I spent weeks keeping a journal, pouring my heart out to friends, saying maudlin things like, “This piece could make or break me.” At night, before going to sleep, I would scheme feverishly, devising questions that might get this notoriously uptight person to be vulnerable. Perhaps if I offered some of myself, of my own life, he would do the same. If I could simply be different from his other interviewers, then perhaps I would get different responses out of him. In my dream scenario we would build a rapport, and through a tactful combination of empathy and selflessness I would be the one to finally unlock the icebox that is Primož Roglič.
After a sleepless night spent agonising over the nuances of the whole thing, I arose anxious and foggy, found his name on my contacts list, bit the bullet, and called.
It did not go well. It was a terse, tense conversation, full of silence and evasion. From the second he answered the phone sounding tired and gruff, I was terrified of talking to him, and I knew this would not go as planned.
I ran out of questions midway through and ended up asking stupid things off the cuff, like what he thought of Jumbo-Visma’s switch to Cervélo bikes (“We will see with the races”) and recent UCI rule changes (“…at the end I just have to accept and respect it”).
The highlight of our chat was a story about his first race, in which he said he was too frightened of crashing to take food or drink and rode 170 kilometres clenching the handlebar in terror. I only got that out of him by offering a tenuous analog to his own narrative, about how I quit music school after realising I wasn’t going to be competitive. When he responded, “at the end maybe we both figure it out,” it was unclear if he was sincere. And after that fleeting moment of conciliatory weakness, he soon zipped his lips once more, returning to his safe, wooden responses. It was agony.
From the second he answered the phone, sounding tired and gruff, I knew this would not go as planned.
Near the end, I started to regain a little confidence after a series of truly frustrating non-answers and said, “I’ve always gotten this feeling that you’ve been portrayed in this interesting way by the press… That there’s the person you are to the public and the person you are behind the scenes.

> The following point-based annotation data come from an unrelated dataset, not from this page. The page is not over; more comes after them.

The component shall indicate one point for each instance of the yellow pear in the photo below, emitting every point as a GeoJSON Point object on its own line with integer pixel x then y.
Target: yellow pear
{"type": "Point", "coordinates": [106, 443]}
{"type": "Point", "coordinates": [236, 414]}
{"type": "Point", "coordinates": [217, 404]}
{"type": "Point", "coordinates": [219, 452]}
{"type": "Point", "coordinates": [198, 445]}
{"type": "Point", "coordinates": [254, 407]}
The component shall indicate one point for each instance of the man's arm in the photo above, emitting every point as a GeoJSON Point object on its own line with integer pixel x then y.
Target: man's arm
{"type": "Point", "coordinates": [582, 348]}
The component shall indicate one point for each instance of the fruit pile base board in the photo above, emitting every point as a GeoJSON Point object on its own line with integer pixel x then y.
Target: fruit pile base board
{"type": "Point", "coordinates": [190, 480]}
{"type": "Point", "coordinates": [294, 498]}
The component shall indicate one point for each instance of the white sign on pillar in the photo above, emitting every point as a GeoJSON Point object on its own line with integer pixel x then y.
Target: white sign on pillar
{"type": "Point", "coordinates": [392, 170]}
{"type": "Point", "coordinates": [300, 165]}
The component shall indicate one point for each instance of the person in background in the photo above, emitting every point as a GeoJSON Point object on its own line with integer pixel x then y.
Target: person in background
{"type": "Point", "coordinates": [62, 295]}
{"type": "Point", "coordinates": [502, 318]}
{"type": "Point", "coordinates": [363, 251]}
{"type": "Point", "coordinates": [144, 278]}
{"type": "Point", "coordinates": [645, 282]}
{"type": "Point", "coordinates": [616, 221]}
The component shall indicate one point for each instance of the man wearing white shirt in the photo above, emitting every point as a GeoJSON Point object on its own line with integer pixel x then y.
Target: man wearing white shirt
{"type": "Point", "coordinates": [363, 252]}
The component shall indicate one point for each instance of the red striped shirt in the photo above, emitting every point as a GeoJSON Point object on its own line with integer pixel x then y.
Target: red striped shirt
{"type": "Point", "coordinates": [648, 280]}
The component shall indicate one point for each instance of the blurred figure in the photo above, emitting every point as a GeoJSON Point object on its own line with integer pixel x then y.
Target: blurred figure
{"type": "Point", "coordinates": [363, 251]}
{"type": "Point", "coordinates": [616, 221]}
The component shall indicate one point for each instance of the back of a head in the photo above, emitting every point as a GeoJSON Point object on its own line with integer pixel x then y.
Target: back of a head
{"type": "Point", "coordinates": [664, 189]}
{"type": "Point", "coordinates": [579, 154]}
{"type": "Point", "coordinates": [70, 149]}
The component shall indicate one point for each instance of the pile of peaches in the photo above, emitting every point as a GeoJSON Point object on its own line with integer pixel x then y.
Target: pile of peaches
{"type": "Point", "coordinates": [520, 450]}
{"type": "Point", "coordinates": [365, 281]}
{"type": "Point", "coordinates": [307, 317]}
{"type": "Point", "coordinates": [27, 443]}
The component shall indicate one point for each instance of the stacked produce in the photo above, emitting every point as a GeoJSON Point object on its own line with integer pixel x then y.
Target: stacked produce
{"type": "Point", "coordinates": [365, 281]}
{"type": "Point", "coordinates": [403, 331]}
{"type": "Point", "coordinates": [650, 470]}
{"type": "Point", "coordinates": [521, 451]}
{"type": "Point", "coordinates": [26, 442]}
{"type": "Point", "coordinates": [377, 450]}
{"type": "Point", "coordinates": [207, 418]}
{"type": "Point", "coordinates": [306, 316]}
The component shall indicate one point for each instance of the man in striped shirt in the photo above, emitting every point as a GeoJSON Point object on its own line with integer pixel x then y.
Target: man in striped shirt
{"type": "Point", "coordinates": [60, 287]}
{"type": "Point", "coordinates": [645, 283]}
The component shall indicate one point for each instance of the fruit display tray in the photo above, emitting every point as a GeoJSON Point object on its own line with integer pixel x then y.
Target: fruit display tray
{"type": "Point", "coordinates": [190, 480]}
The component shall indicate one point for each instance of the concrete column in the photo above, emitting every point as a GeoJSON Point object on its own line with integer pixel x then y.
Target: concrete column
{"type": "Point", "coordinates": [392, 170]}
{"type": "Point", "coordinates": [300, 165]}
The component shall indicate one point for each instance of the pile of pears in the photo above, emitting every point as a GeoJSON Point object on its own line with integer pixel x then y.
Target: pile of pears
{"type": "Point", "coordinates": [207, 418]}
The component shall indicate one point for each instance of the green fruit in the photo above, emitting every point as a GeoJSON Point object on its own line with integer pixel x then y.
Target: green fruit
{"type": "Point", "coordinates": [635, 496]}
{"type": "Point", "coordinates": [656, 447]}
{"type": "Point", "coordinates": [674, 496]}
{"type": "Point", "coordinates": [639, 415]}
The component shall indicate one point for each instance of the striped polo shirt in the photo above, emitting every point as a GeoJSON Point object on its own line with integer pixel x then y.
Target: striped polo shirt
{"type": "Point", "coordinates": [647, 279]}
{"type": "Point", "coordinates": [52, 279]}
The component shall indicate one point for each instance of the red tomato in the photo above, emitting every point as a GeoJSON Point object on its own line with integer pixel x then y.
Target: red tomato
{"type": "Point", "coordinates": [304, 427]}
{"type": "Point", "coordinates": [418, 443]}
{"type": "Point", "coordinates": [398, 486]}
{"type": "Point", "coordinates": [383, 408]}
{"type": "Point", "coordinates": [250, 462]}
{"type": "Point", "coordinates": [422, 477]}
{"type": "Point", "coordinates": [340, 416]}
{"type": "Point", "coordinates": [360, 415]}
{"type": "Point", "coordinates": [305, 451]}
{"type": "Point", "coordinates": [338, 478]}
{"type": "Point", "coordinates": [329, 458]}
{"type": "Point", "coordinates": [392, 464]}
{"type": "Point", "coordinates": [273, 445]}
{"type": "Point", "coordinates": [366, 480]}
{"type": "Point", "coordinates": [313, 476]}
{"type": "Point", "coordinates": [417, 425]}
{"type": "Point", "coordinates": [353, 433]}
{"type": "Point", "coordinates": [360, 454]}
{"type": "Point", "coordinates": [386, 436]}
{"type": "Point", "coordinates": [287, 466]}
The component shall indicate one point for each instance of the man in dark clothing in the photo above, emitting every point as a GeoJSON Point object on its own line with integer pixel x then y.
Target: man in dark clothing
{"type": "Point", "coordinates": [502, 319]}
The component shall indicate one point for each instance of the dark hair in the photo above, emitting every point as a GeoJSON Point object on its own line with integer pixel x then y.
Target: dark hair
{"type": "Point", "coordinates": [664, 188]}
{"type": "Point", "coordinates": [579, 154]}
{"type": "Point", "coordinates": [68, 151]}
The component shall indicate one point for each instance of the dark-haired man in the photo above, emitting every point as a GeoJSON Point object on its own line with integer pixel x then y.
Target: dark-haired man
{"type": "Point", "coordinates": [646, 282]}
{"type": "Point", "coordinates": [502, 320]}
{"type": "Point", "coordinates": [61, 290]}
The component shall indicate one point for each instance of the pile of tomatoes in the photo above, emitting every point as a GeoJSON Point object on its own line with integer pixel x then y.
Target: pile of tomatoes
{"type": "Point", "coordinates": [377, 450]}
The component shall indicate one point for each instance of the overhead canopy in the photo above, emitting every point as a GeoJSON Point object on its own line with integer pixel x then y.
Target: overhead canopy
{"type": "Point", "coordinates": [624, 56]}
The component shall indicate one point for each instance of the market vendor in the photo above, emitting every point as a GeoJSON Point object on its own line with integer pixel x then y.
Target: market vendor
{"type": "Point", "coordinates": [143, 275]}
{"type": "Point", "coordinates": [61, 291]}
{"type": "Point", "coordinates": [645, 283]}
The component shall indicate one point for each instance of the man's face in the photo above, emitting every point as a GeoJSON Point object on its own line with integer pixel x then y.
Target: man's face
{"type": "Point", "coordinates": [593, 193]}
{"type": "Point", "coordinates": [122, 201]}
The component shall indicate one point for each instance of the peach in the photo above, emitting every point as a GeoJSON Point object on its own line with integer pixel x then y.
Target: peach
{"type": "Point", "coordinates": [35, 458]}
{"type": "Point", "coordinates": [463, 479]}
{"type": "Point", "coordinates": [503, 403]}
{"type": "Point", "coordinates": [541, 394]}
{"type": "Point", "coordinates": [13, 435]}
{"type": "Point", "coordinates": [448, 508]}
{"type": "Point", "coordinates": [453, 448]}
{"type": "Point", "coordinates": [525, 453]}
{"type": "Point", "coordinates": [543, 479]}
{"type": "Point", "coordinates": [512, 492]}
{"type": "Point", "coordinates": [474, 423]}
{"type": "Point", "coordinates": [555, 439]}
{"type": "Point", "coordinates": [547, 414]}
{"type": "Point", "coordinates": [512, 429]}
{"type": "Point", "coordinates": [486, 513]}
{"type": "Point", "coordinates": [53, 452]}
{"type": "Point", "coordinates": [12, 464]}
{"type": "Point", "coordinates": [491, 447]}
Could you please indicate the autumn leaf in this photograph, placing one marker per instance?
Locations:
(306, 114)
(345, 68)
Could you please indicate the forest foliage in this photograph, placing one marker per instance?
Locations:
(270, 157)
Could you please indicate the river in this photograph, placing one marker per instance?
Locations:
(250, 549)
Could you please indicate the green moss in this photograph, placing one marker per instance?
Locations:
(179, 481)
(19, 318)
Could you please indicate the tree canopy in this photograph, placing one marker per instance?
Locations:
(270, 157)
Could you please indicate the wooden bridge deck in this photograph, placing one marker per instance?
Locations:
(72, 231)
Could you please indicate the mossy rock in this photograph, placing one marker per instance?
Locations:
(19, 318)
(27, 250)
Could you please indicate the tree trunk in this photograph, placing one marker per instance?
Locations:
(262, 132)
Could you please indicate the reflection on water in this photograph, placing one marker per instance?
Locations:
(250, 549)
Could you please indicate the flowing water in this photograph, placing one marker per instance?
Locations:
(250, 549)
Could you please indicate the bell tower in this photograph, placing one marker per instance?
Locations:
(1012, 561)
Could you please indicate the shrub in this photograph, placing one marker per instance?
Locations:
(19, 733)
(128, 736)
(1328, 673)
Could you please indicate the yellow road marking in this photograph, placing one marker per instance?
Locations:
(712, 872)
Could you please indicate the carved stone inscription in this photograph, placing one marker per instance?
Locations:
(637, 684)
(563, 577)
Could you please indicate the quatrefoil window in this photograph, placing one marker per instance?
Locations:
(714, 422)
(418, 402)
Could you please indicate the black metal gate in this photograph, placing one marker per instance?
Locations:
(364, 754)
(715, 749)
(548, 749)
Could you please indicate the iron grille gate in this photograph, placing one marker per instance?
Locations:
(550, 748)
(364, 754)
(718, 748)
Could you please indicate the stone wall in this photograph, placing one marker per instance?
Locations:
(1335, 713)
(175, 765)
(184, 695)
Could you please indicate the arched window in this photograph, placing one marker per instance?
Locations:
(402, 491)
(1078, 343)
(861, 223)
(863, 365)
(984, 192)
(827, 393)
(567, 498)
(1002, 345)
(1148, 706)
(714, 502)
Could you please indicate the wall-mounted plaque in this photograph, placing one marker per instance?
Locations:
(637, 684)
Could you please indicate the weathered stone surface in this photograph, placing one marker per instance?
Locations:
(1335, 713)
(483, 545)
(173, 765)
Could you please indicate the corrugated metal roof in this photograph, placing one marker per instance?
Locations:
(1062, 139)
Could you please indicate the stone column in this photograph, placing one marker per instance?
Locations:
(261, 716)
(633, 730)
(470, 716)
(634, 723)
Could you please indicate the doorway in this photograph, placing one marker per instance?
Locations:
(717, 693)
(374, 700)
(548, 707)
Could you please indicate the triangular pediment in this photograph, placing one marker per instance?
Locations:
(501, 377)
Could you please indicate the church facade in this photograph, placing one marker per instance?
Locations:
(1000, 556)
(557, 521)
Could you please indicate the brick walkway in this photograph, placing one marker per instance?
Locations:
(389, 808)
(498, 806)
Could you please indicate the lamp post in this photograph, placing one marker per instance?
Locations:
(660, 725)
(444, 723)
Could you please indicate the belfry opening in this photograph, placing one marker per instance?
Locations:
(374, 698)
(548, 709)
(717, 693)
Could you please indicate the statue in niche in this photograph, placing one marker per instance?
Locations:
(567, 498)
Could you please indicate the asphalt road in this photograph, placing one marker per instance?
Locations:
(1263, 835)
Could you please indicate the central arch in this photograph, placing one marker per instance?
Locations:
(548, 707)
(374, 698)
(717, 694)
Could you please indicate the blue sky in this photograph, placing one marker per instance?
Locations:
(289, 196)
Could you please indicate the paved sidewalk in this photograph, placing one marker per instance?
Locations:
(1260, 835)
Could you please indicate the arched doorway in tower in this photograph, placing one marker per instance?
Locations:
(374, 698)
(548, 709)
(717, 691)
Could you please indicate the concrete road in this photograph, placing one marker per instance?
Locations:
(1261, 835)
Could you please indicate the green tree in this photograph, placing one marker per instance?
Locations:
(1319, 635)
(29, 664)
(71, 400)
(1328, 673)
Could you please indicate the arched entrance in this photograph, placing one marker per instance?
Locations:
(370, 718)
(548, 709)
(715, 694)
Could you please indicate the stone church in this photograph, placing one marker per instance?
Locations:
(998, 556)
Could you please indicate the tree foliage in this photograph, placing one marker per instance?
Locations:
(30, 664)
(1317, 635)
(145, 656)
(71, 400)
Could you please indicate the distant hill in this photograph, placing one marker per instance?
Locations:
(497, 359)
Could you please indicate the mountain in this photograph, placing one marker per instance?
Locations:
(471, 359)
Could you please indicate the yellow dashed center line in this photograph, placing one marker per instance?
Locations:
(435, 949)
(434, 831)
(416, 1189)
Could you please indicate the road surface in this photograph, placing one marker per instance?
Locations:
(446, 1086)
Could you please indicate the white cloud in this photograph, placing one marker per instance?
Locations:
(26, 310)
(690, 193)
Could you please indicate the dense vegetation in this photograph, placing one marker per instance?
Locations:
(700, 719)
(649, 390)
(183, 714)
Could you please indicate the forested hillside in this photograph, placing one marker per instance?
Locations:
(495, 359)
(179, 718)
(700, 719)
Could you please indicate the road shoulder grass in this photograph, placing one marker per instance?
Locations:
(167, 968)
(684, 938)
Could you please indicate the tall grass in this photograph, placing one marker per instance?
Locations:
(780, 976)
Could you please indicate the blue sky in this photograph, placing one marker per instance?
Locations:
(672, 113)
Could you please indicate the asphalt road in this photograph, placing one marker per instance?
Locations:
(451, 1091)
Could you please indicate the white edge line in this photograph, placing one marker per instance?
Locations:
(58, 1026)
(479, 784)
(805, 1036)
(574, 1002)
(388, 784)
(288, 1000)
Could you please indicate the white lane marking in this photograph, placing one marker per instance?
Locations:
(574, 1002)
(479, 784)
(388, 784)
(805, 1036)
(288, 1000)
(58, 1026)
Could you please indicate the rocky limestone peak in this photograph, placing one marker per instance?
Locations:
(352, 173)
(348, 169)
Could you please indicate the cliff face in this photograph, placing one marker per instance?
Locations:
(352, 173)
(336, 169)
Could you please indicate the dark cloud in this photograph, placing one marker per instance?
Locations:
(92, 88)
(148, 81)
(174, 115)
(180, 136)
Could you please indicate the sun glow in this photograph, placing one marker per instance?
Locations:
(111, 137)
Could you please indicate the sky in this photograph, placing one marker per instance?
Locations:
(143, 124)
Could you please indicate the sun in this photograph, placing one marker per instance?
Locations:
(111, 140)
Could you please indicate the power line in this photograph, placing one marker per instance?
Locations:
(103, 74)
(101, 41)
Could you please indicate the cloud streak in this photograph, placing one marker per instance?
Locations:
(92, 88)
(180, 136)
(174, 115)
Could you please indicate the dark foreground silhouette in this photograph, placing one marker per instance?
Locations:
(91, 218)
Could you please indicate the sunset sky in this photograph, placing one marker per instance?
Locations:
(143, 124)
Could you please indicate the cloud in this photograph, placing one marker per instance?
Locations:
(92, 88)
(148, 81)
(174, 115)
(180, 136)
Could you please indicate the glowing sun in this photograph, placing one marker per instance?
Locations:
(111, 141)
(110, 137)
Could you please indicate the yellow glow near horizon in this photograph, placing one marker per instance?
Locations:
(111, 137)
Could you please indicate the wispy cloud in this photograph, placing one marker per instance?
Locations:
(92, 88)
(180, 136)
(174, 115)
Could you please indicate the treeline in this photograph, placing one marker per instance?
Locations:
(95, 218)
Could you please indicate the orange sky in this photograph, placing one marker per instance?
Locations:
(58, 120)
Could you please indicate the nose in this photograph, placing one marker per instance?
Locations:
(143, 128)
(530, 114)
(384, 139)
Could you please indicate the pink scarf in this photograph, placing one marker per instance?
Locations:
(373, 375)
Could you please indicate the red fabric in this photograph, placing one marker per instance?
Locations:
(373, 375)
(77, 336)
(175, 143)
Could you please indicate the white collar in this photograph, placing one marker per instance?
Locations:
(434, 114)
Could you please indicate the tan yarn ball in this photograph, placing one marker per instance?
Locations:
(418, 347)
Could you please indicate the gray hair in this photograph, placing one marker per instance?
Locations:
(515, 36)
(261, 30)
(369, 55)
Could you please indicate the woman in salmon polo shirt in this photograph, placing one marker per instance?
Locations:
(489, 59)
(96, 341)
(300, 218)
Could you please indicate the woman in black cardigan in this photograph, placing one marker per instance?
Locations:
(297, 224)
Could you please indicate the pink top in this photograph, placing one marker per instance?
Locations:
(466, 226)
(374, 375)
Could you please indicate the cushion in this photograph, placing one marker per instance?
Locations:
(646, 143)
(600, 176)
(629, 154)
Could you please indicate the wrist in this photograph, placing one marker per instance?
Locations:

Is that an accurate picture?” I added, “Or is it just that you’re entitled to have a private life outside of cycling and people find that to be a little disappointing?”
He laughed, a rather dark chuckle.
“Yeah, well, you will never know, huh? You will never know.”
I hung up, my hands sweaty and shaking. I knew I had binned it, binned it worse than Roglič binned that descent in the final stage of Paris-Nice. A certain writer’s desperation filled me. I listened to the shoddy recording, searching for something, anything of significance. I read things into his responses that weren’t there, because frankly he gave me nothing. I called my editor in a manic frenzy. Afterward I rode my bike on Zwift until I felt like puking, lay in bed listening to sad music, and tried not to cry.
I rued my naïveté and journalistic cowardice, of course, but deeper down I didn’t understand how someone who gave so much of himself to the sport seemed to care so little about it, or about anything. Cycling is known to be a sport of great passion, and for one of its most glorious participants to treat it as lifeless and dull seemed unfair, unflattering, and unheroic.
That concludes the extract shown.